LA CRISI SUDANESE
I due leader vogliono
assicurarsi che il processo di pace faccia progressi Il pressing di Parigi: «Ci
sono persone che muoiono: situazione insostenibile»
Brown e Sarkozy:
«Insieme in Darfur»
Il premier britannico e il presidente
francese «pronti» a recarsi a Khartum. L'eventuale missione avverrà solo dopo
una risoluzione delle Nazioni Unite
Da Parigi Daniele Zappalà
La diplomazia europea sembra pronta a
giocare un ruolo più accentuato nella soluzione della spaventosa crisi del
Darfur (Sudan occidentale), dove si affiancano drammaticamente da anni un fronte
di guerra ancora aperto e gli effetti devastanti di innumerevoli raid contro le
popolazioni locali.
Ieri, il primo incontro a Parigi fra i nuovi leader di
Gran Bretagna e Francia, il premier Gordon Brown e il presidente Nicolas
Sarkozy, è stato l'occasione per un annuncio finora senza precedenti. I
responsabili delle due rive della Manica hanno affermato che sono pronti a
recarsi assieme in Sudan per trattare di persona sulle nuove piste per una via
d'uscita dalla crisi.
I due leader vorrebbero compiere una missione per
«assicurarsi che il processo di pace avanza» e l'annuncio, giunto dopo settimane
di discussioni dietro le quinte sospinte in parte dal nuovo capo della
diplomazia francese Bernard Kouchner (che volerà la settimana prossima ad Addis
Abeba, sede dell'Unione africana), suona come un nuovo segnale di speranza.
Quella, almeno, di veder finalmente l'Europa in prima linea, e in modo attivo,
su un fronte negli ultimi anni largamente trascurato dalle maggiori cancellerie,
nonostante l'ampiezza sempre più sconcertante del dramma che si è già consumato:
oltre due milioni di sfollati e un bollettino di sfolati che ha già superato il
tetto dei 300mila.
Brown e Sarkozy hanno al contempo precisato che
decideranno l'eventuale trasferta comune solo dopo l'adozione di una risoluzione
nel quadro del Consiglio di sicurezza dell'Onu.
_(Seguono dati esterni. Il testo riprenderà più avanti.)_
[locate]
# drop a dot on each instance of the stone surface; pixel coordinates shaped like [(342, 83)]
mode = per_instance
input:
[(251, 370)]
Lo stesso in cui almeno due
membri con diritto di veto, la Cina e la Russia, hanno giocato in passato un
ruolo di «protettori» più o meno scoperti del Sudan, finora refrattario di
fronte ai diversi piani proposti a livello internazionale per spegnere il rogo
bellico e umanitario.
Sarkozy ha promesso che Londra e Parigi martelleranno
con crescente insistenza un «messaggio semplice» in direzione di chi alimenta lo
stallo: «La situazione no n può più durare, vi è un'urgenza, delle persone
muoiono e delle persone soffrono, questa situazione deve finire».
Il tono è
fermo ed eguaglia formalmente quello impiegato già da tempo da Washington, prima
capitale ad aver denunciato la realizzazione di un autentico «genocidio» nella
regione. L'altro ieri, in proposito, il presidente americano George W. Bush ha
confessato di aver prospettato il possibile invio unilaterale di truppe Usa, una
soluzione poi accantonata «dopo aver consultato gli alleati, dei membri del
Congresso e delle organizzazioni».
A partecipare al forcing diplomatico è
stato nelle ultime ore anche il segretario generale dell'Onu Ban Ki-moon. Ma la
prospettiva di una rapida pacificazione pare ancora tutt'altro che garantita.